Ich verwende zum Süßen Erythritol. Dieser Zucker ist vom menschlichen Körper nicht verwertbar und hat somit für uns Null Kalorien. Aber werden vielleicht AGE's gebildet? Bisher konnte ich noch keine Information finden.



Hallo Wolfgang,

Leider kann ich dir dazu keine Studie nennen. Aber wenn ich mir die Chemische Struktur von Erythritol ansehe, dann fällt mir auf, dass Erythritol mal zumindes keine Carboxyl-gruppe hat.

Rein theoretisch sollte das Molekül dadurch Stabiler sein als die Zucker Glukose, Fruktose und Galaktose.
Wenn das Molekül stabiler ist geht es wohl auch seltener mit Proteinen Verbindungen ein und bildet seltener AGE`s.

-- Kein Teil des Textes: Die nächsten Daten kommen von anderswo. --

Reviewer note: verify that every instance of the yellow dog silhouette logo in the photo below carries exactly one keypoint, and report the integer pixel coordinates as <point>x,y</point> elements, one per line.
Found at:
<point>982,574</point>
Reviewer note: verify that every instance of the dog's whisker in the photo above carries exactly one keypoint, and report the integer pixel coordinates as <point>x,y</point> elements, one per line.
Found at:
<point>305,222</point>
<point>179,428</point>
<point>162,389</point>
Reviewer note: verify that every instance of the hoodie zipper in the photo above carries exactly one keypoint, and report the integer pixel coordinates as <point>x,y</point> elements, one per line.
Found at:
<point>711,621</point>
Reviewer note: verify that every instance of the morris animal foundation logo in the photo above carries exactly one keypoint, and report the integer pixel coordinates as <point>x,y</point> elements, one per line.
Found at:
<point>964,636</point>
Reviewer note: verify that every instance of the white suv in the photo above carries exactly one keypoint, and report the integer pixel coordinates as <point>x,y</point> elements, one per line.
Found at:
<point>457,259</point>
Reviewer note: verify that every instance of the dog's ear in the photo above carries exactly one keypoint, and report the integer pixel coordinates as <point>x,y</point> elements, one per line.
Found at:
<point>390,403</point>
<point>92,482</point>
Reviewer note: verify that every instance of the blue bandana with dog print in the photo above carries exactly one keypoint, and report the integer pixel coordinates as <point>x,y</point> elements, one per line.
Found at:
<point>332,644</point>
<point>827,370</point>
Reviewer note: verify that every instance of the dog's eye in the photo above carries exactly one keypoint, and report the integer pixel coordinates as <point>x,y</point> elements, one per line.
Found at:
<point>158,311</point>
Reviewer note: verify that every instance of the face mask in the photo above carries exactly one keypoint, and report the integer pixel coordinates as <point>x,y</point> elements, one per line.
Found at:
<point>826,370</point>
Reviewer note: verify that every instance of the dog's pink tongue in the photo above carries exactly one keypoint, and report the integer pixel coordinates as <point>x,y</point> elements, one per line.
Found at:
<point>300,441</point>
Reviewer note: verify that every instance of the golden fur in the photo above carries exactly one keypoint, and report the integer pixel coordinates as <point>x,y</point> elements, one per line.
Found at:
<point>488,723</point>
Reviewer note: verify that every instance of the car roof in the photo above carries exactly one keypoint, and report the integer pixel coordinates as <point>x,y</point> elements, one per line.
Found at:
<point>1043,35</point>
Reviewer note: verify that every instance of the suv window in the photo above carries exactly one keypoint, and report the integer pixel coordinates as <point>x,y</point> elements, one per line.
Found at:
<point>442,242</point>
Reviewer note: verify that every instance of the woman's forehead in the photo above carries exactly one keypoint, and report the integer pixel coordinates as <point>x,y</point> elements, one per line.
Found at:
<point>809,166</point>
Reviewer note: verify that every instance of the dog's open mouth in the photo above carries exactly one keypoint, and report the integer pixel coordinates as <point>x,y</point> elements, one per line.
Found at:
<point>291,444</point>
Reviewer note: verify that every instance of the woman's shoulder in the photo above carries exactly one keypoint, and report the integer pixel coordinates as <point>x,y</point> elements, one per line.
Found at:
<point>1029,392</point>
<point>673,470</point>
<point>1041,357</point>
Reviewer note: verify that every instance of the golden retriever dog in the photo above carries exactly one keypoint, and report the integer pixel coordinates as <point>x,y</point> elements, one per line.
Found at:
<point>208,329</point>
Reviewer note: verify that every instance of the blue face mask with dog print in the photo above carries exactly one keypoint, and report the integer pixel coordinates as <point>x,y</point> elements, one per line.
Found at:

Aber du könntest zum süßen ja auch z.B. auf Oligofructose umsteigen.
Oligofructose wird im gegensatz zu Erythritol nicht ins Blut aufgenommen, sondern bleibt im Verdauungstrakt.
Dadurch ist es ein Ballaststoff und davon haben wir in unserer Ernährung ohnehin meist zu wenig!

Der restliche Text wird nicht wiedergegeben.